Al final de su vida se inventó un niño republicano y se decía «rojo» por despreciar a los franquistas pasados y presentes, aleccionar a los jóvenes en el uso de términos caducos y situarse extramuros de los partidos aunque, en realidad -quiero pensar- era un filocomunista, un frentepopulista de la Segunda disfrazado de sefardita. Agudo y mordaz. Yo no soy comunista; pero cuando oigo denunciar al comunismo, pienso: «He aquí un fascista», escribió en el diario independiente de la mañana el 17 septiembre de 2003. Cuando el PCE le llamaba acudía. Estuvo en el homenaje a Bardem y en tantos otros sitios rodeado de comunistas.

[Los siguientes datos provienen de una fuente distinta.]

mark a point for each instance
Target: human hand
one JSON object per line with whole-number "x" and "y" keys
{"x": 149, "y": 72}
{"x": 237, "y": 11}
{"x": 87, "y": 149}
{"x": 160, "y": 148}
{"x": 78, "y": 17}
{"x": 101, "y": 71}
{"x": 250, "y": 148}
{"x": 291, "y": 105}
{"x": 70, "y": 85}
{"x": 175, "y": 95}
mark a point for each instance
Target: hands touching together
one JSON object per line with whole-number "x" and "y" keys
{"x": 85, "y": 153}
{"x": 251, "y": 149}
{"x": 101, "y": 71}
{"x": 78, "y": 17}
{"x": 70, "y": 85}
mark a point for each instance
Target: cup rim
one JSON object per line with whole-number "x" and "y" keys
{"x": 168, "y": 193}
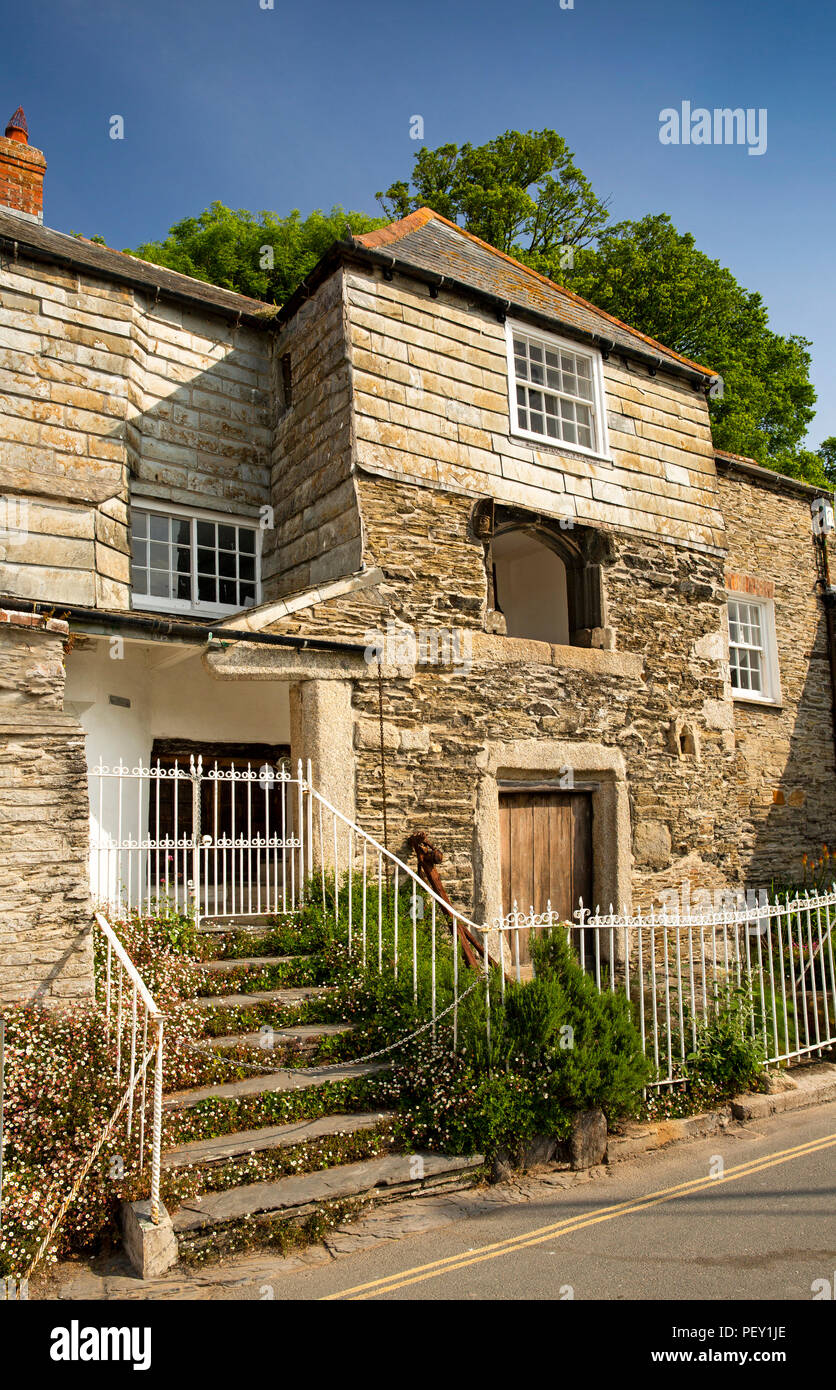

Se le veía bien, cómodo. En libros recientes se habla de su contribución, compañero de viaje (compagnon de route), en la lucha antifranquista. Nos saludábamos también por la calle. A cierta edad se pasea mucho por prescripción facultativa (sic) y agotamos las horas zascandileando por ahí. En ocasiones conversábamos sobre periodistas muertos, genealogía familiar del régimen y asuntos de actualidad. En una de las fotografías que publicó El País con motivo de su muerte aparece sentado en su casa, rodeado de libros, junto a un perro. Ninguna imagen es inocente en la sociedad del espectáculo. EHT tenía algo de aspirante a burgués madrileño. Será por el perro.

 

El pelo blanco, gris, cuidado, y las manos grandes, habladoras. EHT escribió libros sentimentales -nostalgia de una asesinada república y de una juventud robada- llenos de anécdotas y verdades (quizá los reediten) y otros menores, por dinero. Su fuerza, sin embargo, estaba en el artículo seco, fogonazo furtivo, en la capacidad de síntesis, en la manera cruda de contar (al menos en su última etapa) la evolución desenfrenada del capitalismo imperial. Dicen, es posible, que muchos de sus lectores empezaban el periódico por su artículo. En el Teatro Español, improvisado entierro laico sin cadáver organizado por «los suyos», estuvo la izquierda exquisita (pocos comunistas) y Cebrián, hijo de Cebrián, como representante del capital financiero. Los nacional-católicos españoles (ABC, COPE, La Razón, etc.) le despreciaban e insultaban, exhumando sus primeros artículos de finales de los cuarenta. Es lo malo del papel: siempre queda. Adiós, Madrid, que te quedas sin gente. Salud y República, Eduardo Haro Tecglen. Salud y República imaginaria.